3 days ago
20 questions to ask a travel agency seller
Mark Pestronk
Q: There is another agency in my community that I want to acquire. With my attorney's help, I have already drafted a nonbinding letter of intent with the key business terms, which I expect the prospective seller to sign. I have also reviewed the agency's financials, tax returns and key contracts. Now, I need to have my attorney draft the actual purchase agreement. To enable my attorney to do the best job, what information do I need to ask the seller for now?
A: Here are 20 questions for the seller that will help your attorney zero in on all the legal issues and draft a good agreement:
1. What is the agency's full legal name, and where is it incorporated or organized?
2. What are the owners' full legal names, and how much does each own?
3. Is there an agreement among the owners, and if so, what does it provide for?
4. Are the owners related to each other?
5. Who are the agency's officers, directors or managing members?
6. Are there any other companies that are under the same or partly the same ownership?
7. Are there any nontravel-related lines of business within the company?
8. Does the agency have any debts or liens on its assets?
9. Does the agency have any employment or IC agreements that can't be terminated at will?
10. Does the agency have an ARC appointment?
11. Does the agency have a GDS contract, and if so, when does it expire?
12. Does the agency have an office lease, and if so, when does it expire and how much is the security deposit?
13. What other contracts does the agency have that cannot be terminated in 30 days or fewer?
14. Does the agency hold client deposits, and if so, how much are they?
15. Are there any future bookings that will require a buyer to pay out of its own funds (e.g., cruise group deposits paid in advance of collecting from clients)?
16. Which key employees will be retained, for how long, for what compensation, and what duties will they have?
17. Is there any threatened or actual litigation, and if so, what are the details?
18. Are there any other obligations not in the ordinary course of business?

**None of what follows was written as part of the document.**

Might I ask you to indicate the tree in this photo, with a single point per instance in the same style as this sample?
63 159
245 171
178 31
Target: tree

19. Why does the owner want to sell?
20. When would the owner like to close the transaction?
Once the agreement is drafted and is acceptable to the seller, you will need to get lots more information to add as exhibits to the agreement, such as lists of tangible assets, contracts, employees, ICs, top clients, top suppliers, client receivables and accrued vacation and other pay. You will also need to add financial statements, along with a warranty that the financials are correct.
Finally, in the typical agency acquisition, commissions that are unpaid as of closing will often be automatically deposited into the seller's bank account. If the purchase agreement provides that you get any of this money, you need to list those commissions plus a commitment for the seller to remit them to you after closing.